Prime the cache as you start processing the list, and keep pumping it every few objects.
Generate a sequential list of results if further processing is necessary, or Scatter the results back out to the objects (priming the N+Wth object as you go; you’ll need to tune W based on the size of your cache).

Consider Batch Sorting Operations instead of Quicksort

Don’t use Quicksort. If you have a large dataset, you’ll quickly run into cache issues as it bounces all over the place. Use Merge Sort instead (look it up in Knuth if you don’t remember that one) – which also has the nice property that you can run it in parallel on multiple cores.

Shadow Your Most Accessed Data Inside Your Keys When Necessary

Store data you need for your most common comparisons alongside the pointers to the objects – make them part of your key. You can ignore that part of the key if you’re searching the database for anything else, and your most common operation will be optimized because you won’t have to hit a random chunk of memory to pull out the value for comparison. (Good candidates for this might include an NPC’s location and bounding-sphere radius, which could be stored alongside the pointer to the NPC itself).

Defrag / Sort your Data On the Fly

As you operate on data, if you keep a secondary buffer around, you can generate a new data set. At the end of the operation, you just swap the pointer to the first dataset for your new one. This massively reduces cache thrashing, and if you plan it right and your data is temporally coherent, if you perform a sort of the data each frame, you’ll keep most of it sorted naturally for minimal cost – it just kind of drops out in the mix.

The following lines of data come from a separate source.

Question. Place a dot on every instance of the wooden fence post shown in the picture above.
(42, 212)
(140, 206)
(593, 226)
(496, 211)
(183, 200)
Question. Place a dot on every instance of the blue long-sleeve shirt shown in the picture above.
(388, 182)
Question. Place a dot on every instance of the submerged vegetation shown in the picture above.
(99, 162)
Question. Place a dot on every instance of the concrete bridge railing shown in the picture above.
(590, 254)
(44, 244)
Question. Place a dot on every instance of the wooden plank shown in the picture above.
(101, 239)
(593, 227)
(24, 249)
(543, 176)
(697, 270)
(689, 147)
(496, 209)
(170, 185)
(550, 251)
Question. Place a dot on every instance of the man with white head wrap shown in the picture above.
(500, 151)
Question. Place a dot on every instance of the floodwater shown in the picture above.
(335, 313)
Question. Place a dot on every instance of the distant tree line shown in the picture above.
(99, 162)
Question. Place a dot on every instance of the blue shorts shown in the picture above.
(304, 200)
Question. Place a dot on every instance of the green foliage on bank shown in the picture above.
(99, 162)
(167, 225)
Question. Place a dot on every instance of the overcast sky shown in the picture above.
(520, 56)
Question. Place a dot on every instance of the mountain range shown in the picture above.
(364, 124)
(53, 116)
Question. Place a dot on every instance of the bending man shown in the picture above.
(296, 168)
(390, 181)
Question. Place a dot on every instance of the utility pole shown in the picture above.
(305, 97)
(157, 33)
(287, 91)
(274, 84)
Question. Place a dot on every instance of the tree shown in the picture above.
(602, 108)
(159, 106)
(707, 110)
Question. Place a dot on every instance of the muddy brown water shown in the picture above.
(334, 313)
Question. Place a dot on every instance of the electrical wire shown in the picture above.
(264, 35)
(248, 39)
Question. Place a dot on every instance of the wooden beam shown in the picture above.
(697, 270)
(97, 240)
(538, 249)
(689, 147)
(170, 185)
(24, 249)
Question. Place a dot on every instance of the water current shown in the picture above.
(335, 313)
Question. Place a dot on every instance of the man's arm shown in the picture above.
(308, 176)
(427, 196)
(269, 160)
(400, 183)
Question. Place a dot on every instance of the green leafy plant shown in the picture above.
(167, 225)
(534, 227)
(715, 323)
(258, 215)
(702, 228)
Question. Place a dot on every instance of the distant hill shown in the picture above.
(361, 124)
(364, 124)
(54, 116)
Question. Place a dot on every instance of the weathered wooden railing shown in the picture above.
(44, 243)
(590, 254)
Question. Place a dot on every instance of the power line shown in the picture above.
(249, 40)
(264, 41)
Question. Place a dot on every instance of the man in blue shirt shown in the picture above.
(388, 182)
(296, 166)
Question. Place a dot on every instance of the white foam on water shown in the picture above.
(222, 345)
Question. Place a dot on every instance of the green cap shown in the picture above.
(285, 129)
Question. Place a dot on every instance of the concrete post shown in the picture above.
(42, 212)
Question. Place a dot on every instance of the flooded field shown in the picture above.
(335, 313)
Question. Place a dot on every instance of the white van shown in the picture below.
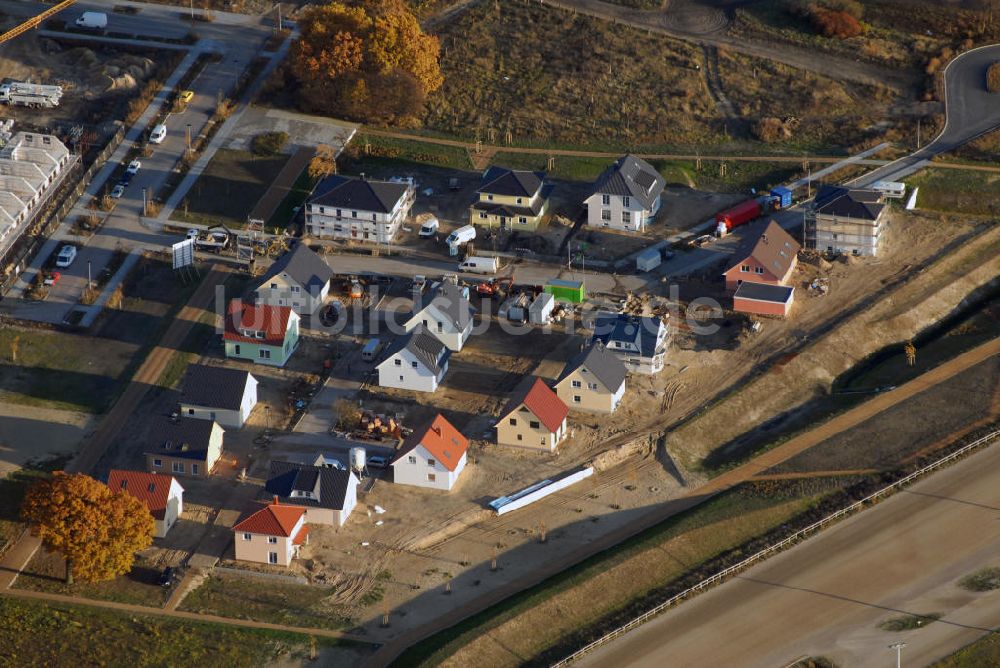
(430, 227)
(462, 235)
(479, 265)
(370, 351)
(93, 21)
(158, 134)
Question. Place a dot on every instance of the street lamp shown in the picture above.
(898, 646)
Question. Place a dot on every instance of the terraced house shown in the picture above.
(511, 199)
(343, 207)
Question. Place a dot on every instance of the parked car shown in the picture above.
(158, 134)
(168, 576)
(66, 256)
(378, 461)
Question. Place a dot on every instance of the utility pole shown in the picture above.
(898, 646)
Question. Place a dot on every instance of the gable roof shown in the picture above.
(604, 365)
(184, 438)
(358, 194)
(304, 266)
(425, 347)
(640, 331)
(511, 182)
(538, 398)
(441, 439)
(451, 302)
(272, 520)
(150, 488)
(764, 292)
(773, 248)
(214, 386)
(861, 203)
(328, 485)
(633, 177)
(272, 320)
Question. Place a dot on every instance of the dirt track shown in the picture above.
(694, 497)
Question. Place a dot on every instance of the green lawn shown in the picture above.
(958, 191)
(36, 634)
(265, 601)
(228, 189)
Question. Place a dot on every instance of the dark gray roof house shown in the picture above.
(599, 361)
(857, 203)
(304, 485)
(511, 182)
(358, 194)
(632, 177)
(304, 266)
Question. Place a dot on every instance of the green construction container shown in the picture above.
(565, 291)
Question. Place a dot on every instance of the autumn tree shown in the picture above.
(97, 530)
(366, 60)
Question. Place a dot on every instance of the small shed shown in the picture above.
(648, 259)
(566, 291)
(540, 311)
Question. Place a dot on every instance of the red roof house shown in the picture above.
(162, 494)
(535, 417)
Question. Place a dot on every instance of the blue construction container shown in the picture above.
(782, 196)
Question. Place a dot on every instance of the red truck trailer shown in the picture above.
(738, 215)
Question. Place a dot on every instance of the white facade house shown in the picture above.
(416, 361)
(358, 209)
(432, 458)
(626, 196)
(328, 495)
(300, 279)
(639, 341)
(161, 494)
(224, 395)
(446, 315)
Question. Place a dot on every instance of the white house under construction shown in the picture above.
(30, 165)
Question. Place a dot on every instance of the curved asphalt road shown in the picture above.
(971, 111)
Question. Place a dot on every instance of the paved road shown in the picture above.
(826, 596)
(971, 111)
(391, 650)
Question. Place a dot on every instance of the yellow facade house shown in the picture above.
(511, 199)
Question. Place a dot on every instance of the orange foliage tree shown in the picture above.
(367, 60)
(97, 530)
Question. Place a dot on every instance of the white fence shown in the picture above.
(771, 550)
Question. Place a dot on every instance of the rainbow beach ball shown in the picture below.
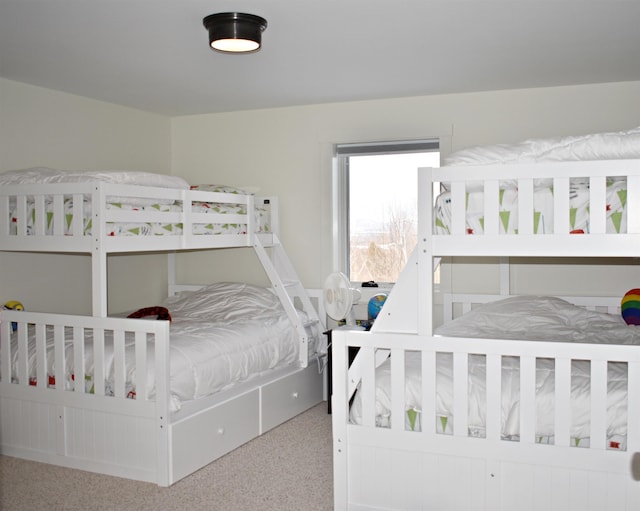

You can always perform this check as you go along, and only re-sort if necessary. (If you’re clever, you can even figure out if you just need to resort the current cache-line, or if you need to be more exhaustive).

Another advantage here is that your secondary buffer? You don’t need to synchronize on it. Your first buffer? You don’t need to synchronize on that either, so you can get MASSIVELY parallel. You’re performing something akin to finite element analysis on your dataset. The only time you need to worry is when one calculation affects the output of the other – but if you make a list of those, you can special-case them.

If you’re dealing with small chunks of data, go Linear

With small amounts of data, the cost of accessing main memory to pull it into the cache massively dwarfs the cost of performing calculations on the data.

So don’t be afraid to use bubble-sorts, or linear searches on data that’s tiny and doesn’t use indirection. Of course, use this in moderation, and test first.